Por ello la milésima parte de la esencia que había conservado en mi interior, abandonó su reclusión y se deshizo de su marca para volver a marcar el tanto de la victoria. Comprendí que debía dejarla marchar, pero esta se negó a abandonarme, ahora me pertenecía, me la había ganado. Así que no tuve más opción que compartirla con mis allegados, Las eternas Promesas, y dejar que impregnara a aquél que pudiera valorar su esencia, disfrutar de los destellos que aun pudiera ofrecer, hasta que mi cuerpo en su último lance, jugara el último partido de su vida con el resultado pactado con antelación. Después, un nuevo anfitrión daría cobijo a la esencia de un dios que disfruto y gozó siéndolo.
La historia del niño que albergaba la esencia del dios del futbol en su interior, toca a su fin, el colegiado mira su reloj y está a punto de iniciar el pitido final. Sin embargo no concluiré esta historia sin relatar, que no fue el único dios que cedió parte de su esencia en este chaval. Un dios distinto, concretamente, el dios de las artes marciales, Bruce Lee, hizo lo propio tras su muerte. Pero esta historia quizás sea relatada en otra ocasión más propicia, pues para concluir, quisiera hacerles una reflexión lógica que considero que está en la mente de todo lector que haya llegado hasta el final de este relato, o al menos debería estarlo: - ¿Qué pasó con este niño? ¿Pudieron armonizarse las esencias de dos dioses tan diferentes en su interior sin ocasionar consecuencias graves para su persona?
Y la respuesta a esta cuestión, es clara, directa, y concisa; -Podrían, de haber sido solo dos ;)
Tiempo Extra…
En la actualidad Juan Carlos Feliú es escritor de varias Novelas de éxito, y sigue practicando el fútbol con la misma ilusión que lo hacía cuando era niño, gozando de noches de gloria, y de otras que no lo son tanto.
Su padre finalmente fue juzgado y condenado a prisión por un delito de agresión en primer grado, tras cometer un intento de homicidio con premeditación y alevosía, utilizando como arma el antirrobo de hierro de su vehículo para tratar de arrebatar la vida de su mujer a golpe de brazo. Fue condenado a tres años de prisión, de los que cumplió nueve meses.

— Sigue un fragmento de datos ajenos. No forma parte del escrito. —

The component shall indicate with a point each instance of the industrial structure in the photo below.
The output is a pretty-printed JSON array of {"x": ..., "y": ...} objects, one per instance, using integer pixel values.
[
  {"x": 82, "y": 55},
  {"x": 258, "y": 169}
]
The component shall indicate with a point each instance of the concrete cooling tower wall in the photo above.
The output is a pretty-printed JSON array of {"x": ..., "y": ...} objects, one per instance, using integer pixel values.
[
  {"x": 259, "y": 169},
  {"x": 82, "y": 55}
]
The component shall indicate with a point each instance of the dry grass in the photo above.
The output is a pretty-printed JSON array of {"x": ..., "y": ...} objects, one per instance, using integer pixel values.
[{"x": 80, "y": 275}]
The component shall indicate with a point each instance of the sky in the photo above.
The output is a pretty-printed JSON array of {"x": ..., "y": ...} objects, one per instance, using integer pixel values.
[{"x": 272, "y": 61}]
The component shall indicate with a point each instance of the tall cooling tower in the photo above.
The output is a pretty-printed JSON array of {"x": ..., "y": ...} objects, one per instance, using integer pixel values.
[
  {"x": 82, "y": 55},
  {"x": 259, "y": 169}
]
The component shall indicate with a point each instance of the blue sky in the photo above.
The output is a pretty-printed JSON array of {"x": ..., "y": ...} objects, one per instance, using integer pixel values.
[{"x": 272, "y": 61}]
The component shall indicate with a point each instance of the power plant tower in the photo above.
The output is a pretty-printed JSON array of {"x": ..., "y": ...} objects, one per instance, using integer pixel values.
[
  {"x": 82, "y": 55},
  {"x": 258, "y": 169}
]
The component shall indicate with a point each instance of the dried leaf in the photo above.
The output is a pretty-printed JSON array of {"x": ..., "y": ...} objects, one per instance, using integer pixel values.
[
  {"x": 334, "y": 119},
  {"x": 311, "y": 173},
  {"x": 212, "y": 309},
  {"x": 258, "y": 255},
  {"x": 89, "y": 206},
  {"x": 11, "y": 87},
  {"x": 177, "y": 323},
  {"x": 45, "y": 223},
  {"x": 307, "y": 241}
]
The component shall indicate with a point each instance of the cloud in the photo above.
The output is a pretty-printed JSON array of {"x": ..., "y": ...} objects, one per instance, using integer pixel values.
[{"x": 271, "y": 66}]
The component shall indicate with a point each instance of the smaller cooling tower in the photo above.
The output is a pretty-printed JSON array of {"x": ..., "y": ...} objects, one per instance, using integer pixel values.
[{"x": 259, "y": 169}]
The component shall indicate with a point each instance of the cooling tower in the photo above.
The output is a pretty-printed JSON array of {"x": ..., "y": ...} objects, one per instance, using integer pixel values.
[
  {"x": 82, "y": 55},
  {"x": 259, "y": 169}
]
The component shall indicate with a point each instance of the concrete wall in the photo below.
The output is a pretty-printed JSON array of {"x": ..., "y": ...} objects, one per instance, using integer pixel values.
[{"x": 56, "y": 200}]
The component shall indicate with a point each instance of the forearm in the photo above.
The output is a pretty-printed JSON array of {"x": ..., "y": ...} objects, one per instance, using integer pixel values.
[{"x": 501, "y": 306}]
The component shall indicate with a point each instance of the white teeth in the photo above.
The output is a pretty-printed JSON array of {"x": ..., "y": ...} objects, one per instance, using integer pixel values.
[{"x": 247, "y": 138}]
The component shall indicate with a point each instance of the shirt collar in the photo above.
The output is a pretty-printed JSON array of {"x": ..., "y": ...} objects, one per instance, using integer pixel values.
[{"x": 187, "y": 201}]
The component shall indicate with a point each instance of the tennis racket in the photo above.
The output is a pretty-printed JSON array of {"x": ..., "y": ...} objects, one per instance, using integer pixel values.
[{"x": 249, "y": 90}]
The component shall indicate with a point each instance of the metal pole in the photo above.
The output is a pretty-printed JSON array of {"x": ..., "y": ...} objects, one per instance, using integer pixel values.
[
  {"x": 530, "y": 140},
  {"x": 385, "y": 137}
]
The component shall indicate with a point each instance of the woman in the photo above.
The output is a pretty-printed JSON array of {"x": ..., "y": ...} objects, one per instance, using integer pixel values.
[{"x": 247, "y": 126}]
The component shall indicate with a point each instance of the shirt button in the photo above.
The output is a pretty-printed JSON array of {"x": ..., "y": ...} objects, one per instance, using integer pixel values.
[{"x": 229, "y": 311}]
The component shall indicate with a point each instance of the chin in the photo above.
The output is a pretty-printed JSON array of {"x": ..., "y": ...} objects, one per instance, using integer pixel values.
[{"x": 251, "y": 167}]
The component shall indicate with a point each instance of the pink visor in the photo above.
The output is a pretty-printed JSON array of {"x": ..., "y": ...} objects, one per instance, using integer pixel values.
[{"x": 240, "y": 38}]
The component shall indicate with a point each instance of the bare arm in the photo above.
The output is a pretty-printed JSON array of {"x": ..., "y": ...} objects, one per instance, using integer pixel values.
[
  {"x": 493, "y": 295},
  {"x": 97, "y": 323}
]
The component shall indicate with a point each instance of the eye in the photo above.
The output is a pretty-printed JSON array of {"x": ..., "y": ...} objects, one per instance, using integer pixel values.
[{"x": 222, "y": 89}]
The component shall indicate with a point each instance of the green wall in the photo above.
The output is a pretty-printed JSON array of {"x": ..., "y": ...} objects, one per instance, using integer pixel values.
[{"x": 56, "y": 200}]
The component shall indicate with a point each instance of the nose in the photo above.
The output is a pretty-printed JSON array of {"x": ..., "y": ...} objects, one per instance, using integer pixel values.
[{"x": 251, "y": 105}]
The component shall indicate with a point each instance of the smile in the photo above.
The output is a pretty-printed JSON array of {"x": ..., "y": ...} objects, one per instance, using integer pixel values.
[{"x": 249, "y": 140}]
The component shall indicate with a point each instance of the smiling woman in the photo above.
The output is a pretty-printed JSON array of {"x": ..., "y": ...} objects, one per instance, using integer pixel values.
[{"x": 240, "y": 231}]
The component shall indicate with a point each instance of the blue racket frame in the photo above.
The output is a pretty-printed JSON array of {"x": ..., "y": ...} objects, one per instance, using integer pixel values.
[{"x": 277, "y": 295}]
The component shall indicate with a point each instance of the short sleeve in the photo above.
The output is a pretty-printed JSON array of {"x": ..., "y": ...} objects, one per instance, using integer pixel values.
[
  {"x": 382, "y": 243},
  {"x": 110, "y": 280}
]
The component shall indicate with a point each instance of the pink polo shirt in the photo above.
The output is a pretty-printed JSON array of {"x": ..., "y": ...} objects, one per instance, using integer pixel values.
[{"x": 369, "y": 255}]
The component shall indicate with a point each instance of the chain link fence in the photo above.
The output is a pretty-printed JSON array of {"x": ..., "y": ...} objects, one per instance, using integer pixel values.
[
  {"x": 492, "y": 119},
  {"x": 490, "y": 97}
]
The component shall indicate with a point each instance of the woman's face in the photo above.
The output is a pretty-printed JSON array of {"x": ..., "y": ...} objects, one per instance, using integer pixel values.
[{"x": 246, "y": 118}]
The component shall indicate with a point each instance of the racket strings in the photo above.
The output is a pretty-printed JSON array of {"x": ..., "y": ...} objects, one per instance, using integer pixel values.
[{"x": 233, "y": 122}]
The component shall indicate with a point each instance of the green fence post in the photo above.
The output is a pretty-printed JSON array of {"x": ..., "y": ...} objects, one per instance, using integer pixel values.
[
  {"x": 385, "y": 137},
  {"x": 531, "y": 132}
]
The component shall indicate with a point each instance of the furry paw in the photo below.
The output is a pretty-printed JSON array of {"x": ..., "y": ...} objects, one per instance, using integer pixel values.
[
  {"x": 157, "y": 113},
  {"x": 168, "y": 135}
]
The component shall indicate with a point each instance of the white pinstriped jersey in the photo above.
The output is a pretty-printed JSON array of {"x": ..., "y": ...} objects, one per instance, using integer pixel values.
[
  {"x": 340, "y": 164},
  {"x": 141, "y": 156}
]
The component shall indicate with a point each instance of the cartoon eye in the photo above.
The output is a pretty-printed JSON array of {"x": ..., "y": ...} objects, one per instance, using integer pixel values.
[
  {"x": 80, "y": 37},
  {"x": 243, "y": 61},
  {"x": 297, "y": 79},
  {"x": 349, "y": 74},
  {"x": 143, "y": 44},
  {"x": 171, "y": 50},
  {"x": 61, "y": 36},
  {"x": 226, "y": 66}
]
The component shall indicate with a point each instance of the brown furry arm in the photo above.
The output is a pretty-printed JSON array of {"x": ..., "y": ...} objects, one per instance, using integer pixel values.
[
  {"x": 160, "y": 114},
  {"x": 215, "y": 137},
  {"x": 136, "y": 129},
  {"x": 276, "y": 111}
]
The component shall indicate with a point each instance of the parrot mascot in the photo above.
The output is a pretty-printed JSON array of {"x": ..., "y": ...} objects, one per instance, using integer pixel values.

Su madre sobrevivió a la agresión, y a otras experiencias futuras relacionadas con la violencia de género; continuando con su adicción a un estilo de vida en el que asumía riesgos que en gran parte, nunca le pertenecieron.
Penaltis
Mi agradecimiento en esta obra está enfocado directamente al Fútbol, pues gracias a este “deporte” he conocido a innumerables personas realmente maravillosas. Por ello y de forma indirecta mi agradecimiento repercute en todos y cada uno de ellos, pues gracias al Fútbol tuve el placer de compartir momentos inolvidables, con personas igualmente inolvidables.